• Twórczość uczniów - M. Hala

        • „Rodzina" – Michalina Hala – XII 2010

          Zobacz, co masz w sercu, niech ono przemówi!

          Niech miłość jak feniks się z popiołów odrodzi!

          Niech twe sumienie niechęci do rodziny odmówi!

          Pokochaj ją – jej to pomoże, a tobie nie zaszkodzi.

           

          Widzisz? Życie staje się prostsze, gdy masz rodzinę.

          Kochającą się, szczęśliwą, miłą, radosną…

          Niech miłość – po cichu – jak Mikołaj kominem

          Do domu wchodzi - poczujesz się jak wiosną.

           

          Bo widzisz, kochany, rodzina jest jak złoto!

          Upodobanie, geny, także macie tą samą krew.

          Gdy ktoś zrobi coś złego, twa złość jak błoto

          Skruszyła się w cieple rodzinnym, sumieniu wbrew.

           

          Ten sam dom ciepły, piece te kaflowe,

          Okna otwarte, biurko z pamiątkami,

          Wszystko z nią jest piękne, kolorowe!

          Więc wszyscy powinniśmy się cieszyć rodzinami.

           

          Nawet gdy dołączy do nas ktoś nowy

          Przyjmijmy go do siebie z uśmiechem miłości.

          Prawda, zazdrość się pojawi, ale kolorowy

          Motyl lepiej odracza nasze wybuchy złości.

           

          Co ma zrobić ktoś, kto nikogo nie ma?

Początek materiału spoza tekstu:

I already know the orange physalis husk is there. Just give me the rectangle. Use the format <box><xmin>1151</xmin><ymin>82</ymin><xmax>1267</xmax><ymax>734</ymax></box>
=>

          Ja nie potrafiłabym bez rodziny żyć.

          Jakże ciężka musi mu się wydawać ziemia!

          Skorupa bez uczuć, jedyny cel: być.

           

          Egzystować jak zwierzę bez stada

          Musi taki „bezrodzinny” osobnik.

          Uczucia posiadać? Owszem, wypada!

          Bywają chwile, gdy jest miły jak konik.

           

          Widzicie, dzieci? Kochajcie rodzinę!

          Rodzina szczęśliwa cenniejsza niż klejnoty,

          Którymi dla rodziny są dzieci z miną

          Taką, jakby właśnie znalazły dwa koty.